On 2/23/23 1:41 PM, Michał Mirosław wrote:
On Thu, 23 Feb 2023 at 07:44, Muhammad Usama Anjum usama.anjum@collabora.com wrote:
On 2/22/23 4:48 PM, Michał Mirosław wrote:
On Wed, 22 Feb 2023 at 12:06, Muhammad Usama Anjum usama.anjum@collabora.com wrote:
[...]
> BTW, I think I assumed that both conditions (all flags in > required_flags and at least one in anyof_flags is present) need to be > true for the page to be selected - is this your intention? All the masks are optional. If all or any of the 3 masks are specified, the page flags must pass these masks to get selected.
This explanation contradicts in part the introductory paragraph, but this version seems more useful as you can pass all masks zero to have all pages selected.
Sorry, I wrote it wrongly. (All the masks are not optional.) Let me rephrase. All or at least any 1 of the 3 masks (required, any, exclude) must be specified. The return_mask must always be specified. Error is returned if all 3 masks (required, anyof, exclude) are zero or return_mask is zero.
Why do you need those restrictions? I'd guess it is valid to request a list of all pages with zero return_mask - this will return a compact list of used ranges of the virtual address space.
At the time, we are supporting 4 flags (PAGE_IS_WRITTEN, PAGE_IS_FILE, PAGE_IS_PRESENT and PAGE_IS_SWAPPED). The idea is that user mention his flags of interest in the return_mask. If he wants only 1 flag, he'll specify it. Definitely if user wants only 1 flag, initially it doesn't make any sense to mention in the return mask. But we want uniformity. If user want, 2 or more flags in returned, return_mask becomes compulsory. So to keep things simple and generic for any number of flags of interest returned, the return_mask must be specified even if the flag of interest is only 1.
I'm not sure why do we want uniformity in the case of 1 flag? If a user specifies a single required flag, I'd expect he doesn't need to look at the flags returned as those will duplicate the information from mere presence of a page. A user might also require a single flag, but want all of them returned. Both requests - return 1 flag and return 0 flags would give meaningful output, so why force one way or the other? Allowing two will also enable users to express the intent: they need either just a list of pages, or they need a list with per-page flags - the need would follow from the code structure or other factors.
We can add as much flexibility as much people ask by keeping code simple.
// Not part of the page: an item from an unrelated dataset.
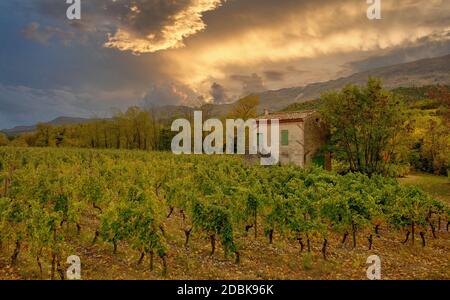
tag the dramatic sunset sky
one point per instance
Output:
(169, 52)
But it is going to be dirty to add error check which detects if return_mask = 0 and if there is only 1 flag of interest mentioned by the user. The following mentioned error check is essential to return deterministic output. Do you think this case is worth it to support and we don't want to go with the generality for both 1 or more flag cases?
if (return_mask == 0 && hweight_long(required_mask | any_mask) != 1) return error;
After taking a while to understand this and compare with already present flag system, `negated flags` is comparatively difficult to understand while already present flags seem easier.
Maybe replacing negated_flags in the API with matched_values = ~negated_flags would make this better?
We compare having to understand XOR vs having to understand ordering of required_flags and excluded_flags.
There is no ordering in current masks scheme. No mask is preferable. For a page to get selected, all the definitions of the masks must be fulfilled. You have come up with good example that what if required_mask = exclude_mask. In this case, no page will fulfill the criterion and hence no page would be selected. It is user's fault that he isn't understanding the definitions of these masks correctly.
Now thinking about it, I can add a error check which would return error if a bit in required and excluded masks matches. Would you like it? Lets put this check in place. (Previously I'd left it for user's wisdom not to do this. If he'll specify same masks in them, he'll get no addresses out of the syscall.)
This error case is (one of) the problems I propose avoiding. You also need much more text to describe the requred/excluded flags interactions and edge cases than saying that a flag must have a value equal to corresponding bit in ~negated_flags to be matched by requried/anyof masks.
I've found excluded_mask very intuitive as compared to negated_mask which is so difficult to understand that I don't know how to use it correctly. Lets take an example, I want pages which are PAGE_IS_WRITTEN and are not PAGE_IS_FILE. In addition, the pages must be PAGE_IS_PRESENT or PAGE_IS_SWAPPED. This can be specified as:
required_mask = PAGE_IS_WRITTEN excluded_mask = PAGE_IS_FILE anyof_mask = PAGE_IS_PRESETNT | PAGE_IS_SWAP
(a) assume page_flags = 0b1111 skip page as 0b1111 & 0b0010 = true
(b) assume page_flags = 0b1001 select page as 0b1001 & 0b0010 = false
It seemed intuitive. Right? How would you achieve same thing with negated_mask?
required_mask = PAGE_IS_WRITTEN negated_mask = PAGE_IS_FILE anyof_mask = PAGE_IS_PRESETNT | PAGE_IS_SWAP
(1) assume page_flags = 0b1111 tested_flags = 0b1111 ^ 0b0010 = 0b1101
(2) assume page_flags = 0b1001 tested_flags = 0b1001 ^ 0b0010 = 0b1011
In (1), we wanted to skip pages which have PAGE_IS_FILE set. But negated_mask has just masked it and page is still getting tested if it should be selected and it would get selected. It is wrong.
In (2), the PAGE_IS_FILE bit of page_flags was 0 and got updated to 1 or PAGE_IS_FILE in tested_flags.
I require flags PAGE_IS_WRITTEN=1, PAGE_IS_FILE=0, so:
required_mask = PAGE_IS_WRITTEN | PAGE_IS_FILE; negated_flags = PAGE_IS_FILE; // flags I want zero
You want PAGE_IS_FILE to be zero and at the same time you are requiring the PAGE_IS_FILE. It is confusing. Lets go with excluded mask and excluded_mask must never have any bit matching with required_mask. Lets stay with this as it is intuitive and would be easy to use from the user's perspective. Andrei and Danylo had suggested these mask scheme and have use cases for this. Andrei and Danylo can please comment as well.
I also require one of PAGE_IS_PRESENT=1 or PAGE_IS_SWAP=1, so:
anyof_mask = PAGE_IS_PRESENT | PAGE_IS_SWAP;
Another case: I want to analyse a process' working set:
required_mask = 0; negated_flags = PAGE_IS_FILE; anyof_mask = PAGE_IS_FILE | PAGE_IS_WRITTEN;
-> gathering pages modified [WRITTEN=1] or not backed by a file [FILE=0].
To clarify a bit: negated_flags doesn't mask anything: the field inverts values of the flags (marks some "active low", if you consider electronic signal analogy).
Best Regards Michał Mirosław